V10/cmd/sml/doc/INSTALL

Installing Standard ML of New Jersey

Standard ML of New Jersey currently runs on the following systems, subject
to the noted restrictions:

  Vaxes running 4.[2,3]BSD Unix, V9 Unix, or Ultrix:
   The floating point functions will work only on Vaxes which support g_floats.
   (This includes VAX-8xxx, MicroVAX II, and MicroVAX III machines)

  Sun 3 workstations:
   The floating point functions will work only on Suns with the MC68881 chip,
   but the floating point coprocessor is not required to install and run
   the compiler.

  Sun 4 workstations

  NeXT workstations

  Encore Multimax

  [DECstation {2,3}100]

If you have trouble installing the system, please send us a request for
help, including the version of the compiler (check the definition of the
"version" variable in src/boot/perv.sml if in doubt), hardware
configuration (machine type and memory size), operating system, and an
input/output script showing the problem.

The compiler can be used both interactively and in "batch" mode.  Batch
mode provides an insecure precursor of separate compilation that we use to
bootstrap the compiler.  Most users will want to use the interactive
system, but a description of the batch system is provided in
src/doc/BATCHINSTALL for those expert users who wish to modify the
compiler, cross compile, or support a large program of their own.  The rest
of this file tells you how to install the interactive version.

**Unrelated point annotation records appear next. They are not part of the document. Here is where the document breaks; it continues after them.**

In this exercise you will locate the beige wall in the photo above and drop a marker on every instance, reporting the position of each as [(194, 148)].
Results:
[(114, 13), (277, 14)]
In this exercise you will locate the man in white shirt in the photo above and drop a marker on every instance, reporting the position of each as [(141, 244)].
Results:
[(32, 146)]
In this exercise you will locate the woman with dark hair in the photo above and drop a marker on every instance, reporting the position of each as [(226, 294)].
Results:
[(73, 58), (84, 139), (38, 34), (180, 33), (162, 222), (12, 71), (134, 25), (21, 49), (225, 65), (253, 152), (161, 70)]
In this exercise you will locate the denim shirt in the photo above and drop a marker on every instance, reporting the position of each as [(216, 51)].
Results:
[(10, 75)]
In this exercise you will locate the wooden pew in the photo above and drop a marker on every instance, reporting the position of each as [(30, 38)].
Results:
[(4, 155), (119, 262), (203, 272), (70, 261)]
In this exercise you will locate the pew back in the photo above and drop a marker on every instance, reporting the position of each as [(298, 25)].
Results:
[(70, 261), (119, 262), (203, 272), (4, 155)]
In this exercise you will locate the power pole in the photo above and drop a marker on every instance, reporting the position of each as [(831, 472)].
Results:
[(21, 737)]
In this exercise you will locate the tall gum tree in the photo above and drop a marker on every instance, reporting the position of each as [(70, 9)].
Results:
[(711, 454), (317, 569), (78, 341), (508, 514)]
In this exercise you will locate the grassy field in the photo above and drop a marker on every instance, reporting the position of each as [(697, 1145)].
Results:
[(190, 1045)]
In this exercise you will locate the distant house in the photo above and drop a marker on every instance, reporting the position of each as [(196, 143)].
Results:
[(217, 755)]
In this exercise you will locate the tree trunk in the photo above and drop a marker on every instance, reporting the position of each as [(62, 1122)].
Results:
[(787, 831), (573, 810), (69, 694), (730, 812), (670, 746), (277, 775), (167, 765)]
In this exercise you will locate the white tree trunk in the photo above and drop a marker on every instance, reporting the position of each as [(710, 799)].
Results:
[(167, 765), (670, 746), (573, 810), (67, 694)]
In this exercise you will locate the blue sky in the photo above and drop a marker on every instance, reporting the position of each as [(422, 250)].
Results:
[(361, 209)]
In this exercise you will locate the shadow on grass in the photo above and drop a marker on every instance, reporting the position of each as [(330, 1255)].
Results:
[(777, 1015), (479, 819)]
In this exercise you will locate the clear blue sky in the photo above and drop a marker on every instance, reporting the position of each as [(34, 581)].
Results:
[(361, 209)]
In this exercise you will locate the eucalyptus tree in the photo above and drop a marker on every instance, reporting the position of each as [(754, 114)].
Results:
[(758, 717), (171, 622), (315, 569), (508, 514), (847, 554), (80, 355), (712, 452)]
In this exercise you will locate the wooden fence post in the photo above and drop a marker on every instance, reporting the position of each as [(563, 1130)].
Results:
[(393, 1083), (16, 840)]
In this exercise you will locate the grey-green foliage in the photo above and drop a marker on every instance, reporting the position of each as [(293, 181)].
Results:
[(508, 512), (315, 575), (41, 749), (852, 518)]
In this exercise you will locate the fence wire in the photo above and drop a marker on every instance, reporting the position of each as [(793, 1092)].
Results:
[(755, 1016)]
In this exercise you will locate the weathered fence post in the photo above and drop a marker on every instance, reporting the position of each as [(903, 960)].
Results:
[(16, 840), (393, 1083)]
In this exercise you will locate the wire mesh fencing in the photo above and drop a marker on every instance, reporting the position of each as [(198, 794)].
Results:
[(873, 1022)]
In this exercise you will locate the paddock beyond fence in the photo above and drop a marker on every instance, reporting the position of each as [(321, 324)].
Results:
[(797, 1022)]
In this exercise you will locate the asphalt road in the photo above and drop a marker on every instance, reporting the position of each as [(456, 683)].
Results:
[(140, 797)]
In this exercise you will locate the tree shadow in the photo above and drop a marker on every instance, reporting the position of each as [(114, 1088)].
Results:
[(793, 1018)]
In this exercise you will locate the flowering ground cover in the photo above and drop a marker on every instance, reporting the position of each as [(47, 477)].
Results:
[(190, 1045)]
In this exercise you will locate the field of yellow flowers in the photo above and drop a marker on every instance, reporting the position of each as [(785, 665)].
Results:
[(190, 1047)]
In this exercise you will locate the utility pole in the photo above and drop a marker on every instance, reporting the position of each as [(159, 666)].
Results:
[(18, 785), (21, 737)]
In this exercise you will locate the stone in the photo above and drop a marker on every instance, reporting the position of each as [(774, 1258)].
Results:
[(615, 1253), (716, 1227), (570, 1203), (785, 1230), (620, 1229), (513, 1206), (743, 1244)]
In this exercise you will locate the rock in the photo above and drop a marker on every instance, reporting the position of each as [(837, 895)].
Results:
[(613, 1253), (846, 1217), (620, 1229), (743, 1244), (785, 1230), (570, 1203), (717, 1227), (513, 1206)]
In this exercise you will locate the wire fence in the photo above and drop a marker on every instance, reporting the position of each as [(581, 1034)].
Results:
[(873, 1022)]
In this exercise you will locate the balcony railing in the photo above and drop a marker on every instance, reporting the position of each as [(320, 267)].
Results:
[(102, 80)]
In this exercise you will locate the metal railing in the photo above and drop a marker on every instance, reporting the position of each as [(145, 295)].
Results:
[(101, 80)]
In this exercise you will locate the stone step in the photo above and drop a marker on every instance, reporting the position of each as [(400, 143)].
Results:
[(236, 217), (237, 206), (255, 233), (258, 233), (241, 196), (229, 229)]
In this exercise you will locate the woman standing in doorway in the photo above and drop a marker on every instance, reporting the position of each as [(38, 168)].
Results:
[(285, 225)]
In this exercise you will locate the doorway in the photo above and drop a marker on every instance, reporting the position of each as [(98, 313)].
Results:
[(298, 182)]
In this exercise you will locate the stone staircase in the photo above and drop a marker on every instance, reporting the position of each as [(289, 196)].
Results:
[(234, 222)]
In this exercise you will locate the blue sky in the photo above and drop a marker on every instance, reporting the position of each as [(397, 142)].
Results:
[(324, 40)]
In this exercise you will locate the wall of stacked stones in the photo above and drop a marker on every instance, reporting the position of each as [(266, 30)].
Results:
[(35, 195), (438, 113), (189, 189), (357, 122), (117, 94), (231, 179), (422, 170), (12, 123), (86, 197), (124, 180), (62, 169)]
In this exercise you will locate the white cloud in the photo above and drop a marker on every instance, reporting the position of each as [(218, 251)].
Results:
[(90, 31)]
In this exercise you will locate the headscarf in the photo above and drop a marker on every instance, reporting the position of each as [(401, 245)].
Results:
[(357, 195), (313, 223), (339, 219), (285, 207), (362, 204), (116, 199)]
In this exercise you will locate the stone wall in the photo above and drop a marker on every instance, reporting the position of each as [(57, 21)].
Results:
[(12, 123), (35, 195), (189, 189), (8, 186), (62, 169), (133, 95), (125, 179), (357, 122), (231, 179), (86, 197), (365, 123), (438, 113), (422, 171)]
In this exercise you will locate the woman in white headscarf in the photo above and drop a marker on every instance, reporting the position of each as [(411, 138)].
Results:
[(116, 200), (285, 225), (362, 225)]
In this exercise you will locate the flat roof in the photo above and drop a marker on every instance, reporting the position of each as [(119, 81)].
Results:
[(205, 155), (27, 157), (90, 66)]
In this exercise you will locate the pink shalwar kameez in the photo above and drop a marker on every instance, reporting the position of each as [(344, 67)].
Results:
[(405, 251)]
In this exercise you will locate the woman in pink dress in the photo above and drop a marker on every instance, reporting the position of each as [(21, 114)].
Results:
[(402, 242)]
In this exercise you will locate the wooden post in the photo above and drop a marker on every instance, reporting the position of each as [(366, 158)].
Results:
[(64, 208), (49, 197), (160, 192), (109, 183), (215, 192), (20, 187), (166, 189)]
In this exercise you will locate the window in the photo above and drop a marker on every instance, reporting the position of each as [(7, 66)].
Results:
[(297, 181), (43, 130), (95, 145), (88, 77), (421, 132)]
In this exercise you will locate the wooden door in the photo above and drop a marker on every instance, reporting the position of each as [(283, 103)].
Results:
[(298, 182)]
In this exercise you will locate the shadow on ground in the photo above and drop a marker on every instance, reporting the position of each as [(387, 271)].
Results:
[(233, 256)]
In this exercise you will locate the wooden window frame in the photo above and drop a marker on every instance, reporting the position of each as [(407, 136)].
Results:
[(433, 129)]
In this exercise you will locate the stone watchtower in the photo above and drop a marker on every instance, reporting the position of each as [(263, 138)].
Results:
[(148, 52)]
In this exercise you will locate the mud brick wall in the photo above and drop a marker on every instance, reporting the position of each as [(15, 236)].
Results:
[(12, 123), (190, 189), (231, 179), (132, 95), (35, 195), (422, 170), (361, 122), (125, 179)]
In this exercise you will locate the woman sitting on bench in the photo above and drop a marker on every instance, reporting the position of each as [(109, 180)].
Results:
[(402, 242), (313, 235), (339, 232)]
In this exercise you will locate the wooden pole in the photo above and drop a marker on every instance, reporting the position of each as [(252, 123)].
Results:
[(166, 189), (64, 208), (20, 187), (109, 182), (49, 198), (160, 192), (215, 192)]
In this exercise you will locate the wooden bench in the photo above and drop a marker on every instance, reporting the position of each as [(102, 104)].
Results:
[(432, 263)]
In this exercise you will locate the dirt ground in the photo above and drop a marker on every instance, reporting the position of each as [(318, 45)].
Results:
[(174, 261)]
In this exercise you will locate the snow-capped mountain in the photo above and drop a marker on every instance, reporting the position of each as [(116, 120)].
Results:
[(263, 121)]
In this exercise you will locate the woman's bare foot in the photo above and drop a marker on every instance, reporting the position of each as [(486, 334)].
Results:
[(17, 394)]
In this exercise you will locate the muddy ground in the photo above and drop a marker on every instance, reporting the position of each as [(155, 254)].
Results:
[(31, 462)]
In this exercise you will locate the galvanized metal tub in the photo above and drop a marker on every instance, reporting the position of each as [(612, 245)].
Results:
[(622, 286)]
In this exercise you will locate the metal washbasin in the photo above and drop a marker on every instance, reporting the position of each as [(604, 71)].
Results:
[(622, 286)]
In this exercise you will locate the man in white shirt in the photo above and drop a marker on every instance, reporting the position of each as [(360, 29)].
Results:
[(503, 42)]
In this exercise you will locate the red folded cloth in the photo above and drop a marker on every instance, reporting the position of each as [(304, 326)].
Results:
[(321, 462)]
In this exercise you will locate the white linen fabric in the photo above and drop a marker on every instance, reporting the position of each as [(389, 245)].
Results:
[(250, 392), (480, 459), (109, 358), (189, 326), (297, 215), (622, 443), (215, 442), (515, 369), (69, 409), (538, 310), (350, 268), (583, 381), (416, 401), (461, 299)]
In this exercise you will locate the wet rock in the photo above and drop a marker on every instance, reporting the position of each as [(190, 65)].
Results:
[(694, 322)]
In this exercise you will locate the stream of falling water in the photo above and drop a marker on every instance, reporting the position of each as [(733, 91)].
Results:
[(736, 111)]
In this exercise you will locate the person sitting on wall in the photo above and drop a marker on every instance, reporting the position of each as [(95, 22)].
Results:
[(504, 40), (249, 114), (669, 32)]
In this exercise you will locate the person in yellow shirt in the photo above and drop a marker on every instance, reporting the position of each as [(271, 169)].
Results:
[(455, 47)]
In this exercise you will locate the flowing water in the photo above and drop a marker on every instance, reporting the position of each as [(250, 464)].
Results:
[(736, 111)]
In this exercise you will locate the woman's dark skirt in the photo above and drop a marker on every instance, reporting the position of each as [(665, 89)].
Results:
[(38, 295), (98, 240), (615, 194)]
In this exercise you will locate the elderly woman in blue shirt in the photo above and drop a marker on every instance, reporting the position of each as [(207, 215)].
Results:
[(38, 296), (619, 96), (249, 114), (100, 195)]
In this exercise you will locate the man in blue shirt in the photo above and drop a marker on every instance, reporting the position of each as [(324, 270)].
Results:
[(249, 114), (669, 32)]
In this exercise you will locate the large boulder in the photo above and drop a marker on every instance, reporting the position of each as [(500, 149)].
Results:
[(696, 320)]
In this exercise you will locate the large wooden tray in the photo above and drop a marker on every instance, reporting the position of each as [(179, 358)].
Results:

Installation script -- makeml

The makeml shell script (src/makeml) is described by its man page, doc/makeml.1.
The most important options describe the hardware architecture, the operating
system, and the sharing mode.

(1) machine -- the target machine:

  -sun3
  -m68     Sun 3 workstations using the MC68020 processor (MC68881 assumed)

  -vax	   Vaxes supporting g_floats

  -sun4
  -sparc   Sun 4 workstations and SPARCstations

  -next	   NeXT machine

  -envcore Encore Multimax (NS32032 processor)

(2) os -- the operating system of the target machine:

  -bsd       various BSD-based Unix systems
  -ultrix    Ultrix on Vax or DECstations
  -v9        a local Bell Labs Unix variety (Vax only)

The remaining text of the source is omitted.